実際、カメラにはカメラの手垢の付いた常套句というものがあるのだろう。そういった手つきで、その手つきだけで撮られた写真群で写真集一冊が出来上がる、つまり文脈があるようにみせることもできるのだ。その文脈は、見慣れぬ目にはプロらしく感心させられるもので、見慣れた目にはわかり切った合言葉として読める。事情は文学とまったく同じではないか。
オリジナリティの発露は、持って生まれた才能がそのままというより、まず第一段階としては、そういった常套句に倦み疲れることから始まる。つまりは、うんざりできる感受性こそが才能だ。
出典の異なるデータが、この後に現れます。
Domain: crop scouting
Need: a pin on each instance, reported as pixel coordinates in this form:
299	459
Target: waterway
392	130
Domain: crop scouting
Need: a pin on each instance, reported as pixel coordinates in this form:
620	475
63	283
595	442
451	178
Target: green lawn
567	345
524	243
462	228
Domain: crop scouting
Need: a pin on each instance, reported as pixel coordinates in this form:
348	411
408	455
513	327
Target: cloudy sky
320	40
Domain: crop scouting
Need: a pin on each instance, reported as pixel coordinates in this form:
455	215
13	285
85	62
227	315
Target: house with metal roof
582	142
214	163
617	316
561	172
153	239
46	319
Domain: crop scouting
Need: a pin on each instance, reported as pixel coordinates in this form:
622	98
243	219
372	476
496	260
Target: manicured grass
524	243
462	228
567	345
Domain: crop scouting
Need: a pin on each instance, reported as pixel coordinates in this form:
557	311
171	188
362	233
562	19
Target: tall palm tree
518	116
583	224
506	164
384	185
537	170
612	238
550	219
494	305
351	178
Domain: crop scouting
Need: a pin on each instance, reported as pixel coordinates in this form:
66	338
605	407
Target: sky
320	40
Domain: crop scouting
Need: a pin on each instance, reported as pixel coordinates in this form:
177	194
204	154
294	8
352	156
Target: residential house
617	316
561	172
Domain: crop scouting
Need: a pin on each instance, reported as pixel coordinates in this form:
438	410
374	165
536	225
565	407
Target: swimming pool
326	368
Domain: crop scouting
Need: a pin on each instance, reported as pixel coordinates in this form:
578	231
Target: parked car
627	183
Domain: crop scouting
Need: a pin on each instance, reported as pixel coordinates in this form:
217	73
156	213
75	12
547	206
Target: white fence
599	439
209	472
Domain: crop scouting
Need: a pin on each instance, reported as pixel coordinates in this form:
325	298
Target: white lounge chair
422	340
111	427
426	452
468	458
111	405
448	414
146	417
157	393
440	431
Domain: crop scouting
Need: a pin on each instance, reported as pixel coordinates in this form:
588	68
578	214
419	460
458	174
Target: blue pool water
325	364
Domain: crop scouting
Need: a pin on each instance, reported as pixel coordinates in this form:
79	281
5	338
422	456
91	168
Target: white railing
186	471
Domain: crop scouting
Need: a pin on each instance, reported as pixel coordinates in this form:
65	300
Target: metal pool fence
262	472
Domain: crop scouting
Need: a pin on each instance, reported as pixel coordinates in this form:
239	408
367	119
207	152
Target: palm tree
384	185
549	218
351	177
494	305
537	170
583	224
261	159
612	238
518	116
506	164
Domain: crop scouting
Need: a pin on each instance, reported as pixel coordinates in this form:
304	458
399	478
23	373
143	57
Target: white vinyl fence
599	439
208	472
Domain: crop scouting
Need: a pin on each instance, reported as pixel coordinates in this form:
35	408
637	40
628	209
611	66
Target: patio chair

そういった常套句に習熟することに、飽きもせず血道を上げられるというのは幸せな趣味に過ぎない。
初沢の写真家としてのキャリアもまた、自身の常套的な手つきに対する批判意識から始まっている。そして明け方の新宿でのさまざまな人々、カメラを一顧だにしなかったり、指名手配中だと言ってみたりから400人の姿態を撮影したという。それは一日の終わりと始まりが同居している時間であり、空間だった。
対談で初沢は、被災地で渡辺謙が行き過ぎた光景について語っている。被害にあい、家族を亡くした人々が、渡辺謙が歩いているのを見かけると「渡辺謙だ」と騒いだり、後を追ったりする。人間というのはそういうものではないか、と。
そういう言説は本来、文学こそが果たさなくてはならないものではなかったか。陳腐な常套句やステレオタイプの思い込みに足払いを喰らわせ、忌憚なく真実に迫る胆力こそ、文学者気質というものだった。それが他のジャンルの創作者に取って代わられ、その言葉を拝聴して無頼だなどと感心する。文学者から見た写真家が無頼なら、それは文学者がカメラほどにも真実の直視に堪えられなくなっているのだ。
実際、今の文学者志望の気質は、写真家どころか一般のサラリーマンと比べても、事実関係の認識把握能力が劣っていると思われる場合がしばしばだ。もちろん、昔から文学青年といえば、現実逃避傾向とは切っても切れないように思われてはきた。しかし、そういった連中が文学者として一本立ちすることは、今も昔も絶対にない。
問題なのは、文学者として持つべき熾烈な現実認識能力の基準が下がり、またあやふやになってきたことだ。初沢が受賞した「隣人。北緯38度線の上」に擬えて言えば、認識の38度線を越えることなど夢にも思わず、その状況の評価をテレビから流れるコメンテーターの常套句に任せきりにして平気でいる。それが今の文学界という趣味人の集積だ。